Fourier frequencies, and particularly complex ones, are best thought about in terms of oscillating exponentials rather than sines and cosines. That is, you express the function of interest $f(t)$ as some sort of superposition (sum, series, or integral transform) of complex exponentials $e^{-i\omega t}$: $$ f(t)=\sum_\omega\!\!\!\!\!\!\!\!\int \,a_\omega \times e^{-i\omega t}. $$

Now, if your system is not closed for some reason and your modes decay (which is roughly what happens in quasinormal modes, but it also happens in a number of other settings, such as metastable resonances in quantum mechanics), then you can easily incorporate this by making the complex exponential have a bit of decaying exponential.

Thus, if your frequency $\omega$ has a negative imaginary part, so $\omega=\omega_0-i\gamma$ then each complex exponential can be written as $$e^{-i\omega t}=e^{-i\omega_0 t}e^{-\gamma t}$$ and there you have your decay.

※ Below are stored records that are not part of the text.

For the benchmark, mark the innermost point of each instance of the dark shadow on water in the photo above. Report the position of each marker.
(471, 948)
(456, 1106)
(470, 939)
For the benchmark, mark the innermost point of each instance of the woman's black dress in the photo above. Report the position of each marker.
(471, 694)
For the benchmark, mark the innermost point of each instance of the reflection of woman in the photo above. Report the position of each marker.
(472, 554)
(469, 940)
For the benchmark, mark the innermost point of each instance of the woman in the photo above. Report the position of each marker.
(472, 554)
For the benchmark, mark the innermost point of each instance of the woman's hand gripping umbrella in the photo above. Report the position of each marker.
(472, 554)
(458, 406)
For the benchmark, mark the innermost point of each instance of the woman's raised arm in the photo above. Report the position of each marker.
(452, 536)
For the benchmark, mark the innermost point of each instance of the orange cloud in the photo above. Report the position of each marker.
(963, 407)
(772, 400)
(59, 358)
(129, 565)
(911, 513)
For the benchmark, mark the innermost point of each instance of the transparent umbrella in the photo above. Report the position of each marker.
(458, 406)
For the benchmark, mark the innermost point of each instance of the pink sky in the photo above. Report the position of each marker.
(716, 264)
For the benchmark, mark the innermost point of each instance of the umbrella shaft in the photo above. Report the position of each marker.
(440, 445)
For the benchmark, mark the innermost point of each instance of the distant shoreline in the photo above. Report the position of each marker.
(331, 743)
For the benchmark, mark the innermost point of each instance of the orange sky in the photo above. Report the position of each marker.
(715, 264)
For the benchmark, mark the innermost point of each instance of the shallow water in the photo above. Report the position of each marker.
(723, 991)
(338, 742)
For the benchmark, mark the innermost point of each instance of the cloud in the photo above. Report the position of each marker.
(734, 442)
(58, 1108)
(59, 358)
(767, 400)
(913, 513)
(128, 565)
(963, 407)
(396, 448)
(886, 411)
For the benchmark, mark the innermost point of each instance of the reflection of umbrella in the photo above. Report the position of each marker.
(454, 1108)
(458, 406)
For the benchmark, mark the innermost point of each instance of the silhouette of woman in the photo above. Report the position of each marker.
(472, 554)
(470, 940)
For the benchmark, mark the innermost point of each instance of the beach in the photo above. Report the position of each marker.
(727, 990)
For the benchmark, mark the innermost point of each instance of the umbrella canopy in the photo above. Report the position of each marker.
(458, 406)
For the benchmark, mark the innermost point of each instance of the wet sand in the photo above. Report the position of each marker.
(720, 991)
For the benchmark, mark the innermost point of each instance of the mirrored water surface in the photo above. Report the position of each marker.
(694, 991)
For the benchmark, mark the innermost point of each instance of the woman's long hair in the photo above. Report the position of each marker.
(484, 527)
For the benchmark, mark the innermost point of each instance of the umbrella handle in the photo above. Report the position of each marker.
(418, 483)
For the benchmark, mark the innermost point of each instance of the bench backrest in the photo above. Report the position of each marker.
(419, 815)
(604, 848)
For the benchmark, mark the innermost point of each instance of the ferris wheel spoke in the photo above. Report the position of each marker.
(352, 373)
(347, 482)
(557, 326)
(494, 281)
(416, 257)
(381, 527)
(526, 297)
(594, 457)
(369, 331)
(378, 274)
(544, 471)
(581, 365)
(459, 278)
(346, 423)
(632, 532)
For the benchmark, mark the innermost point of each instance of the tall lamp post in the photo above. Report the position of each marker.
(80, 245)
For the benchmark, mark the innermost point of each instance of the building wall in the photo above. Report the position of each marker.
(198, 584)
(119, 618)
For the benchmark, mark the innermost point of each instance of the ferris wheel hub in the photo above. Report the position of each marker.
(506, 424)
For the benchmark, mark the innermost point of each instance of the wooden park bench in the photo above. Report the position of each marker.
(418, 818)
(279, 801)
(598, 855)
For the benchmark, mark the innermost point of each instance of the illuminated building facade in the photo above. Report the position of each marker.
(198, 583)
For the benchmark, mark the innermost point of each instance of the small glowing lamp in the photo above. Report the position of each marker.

In essence, having a complex frequency allows you to encompass, using a single parameter, the oscillatory character of the mode and its decay properties. You don't have to start talking about complex numbers and you could keep both parameters separate, but this is always the way with complex numbers. You have two real numbers, $\omega_0$ and $\gamma$, such that your solution behaves as $$ e^{-i(\omega_0-i\gamma)t}. $$ I would say it is hard-headed not to recognize a combination of the form $\omega_0-i\gamma$ as a single complex number, but it is indeed doable, and you then have in practice twice as many parameters to keep track of. But, by this stage, it is all semantics.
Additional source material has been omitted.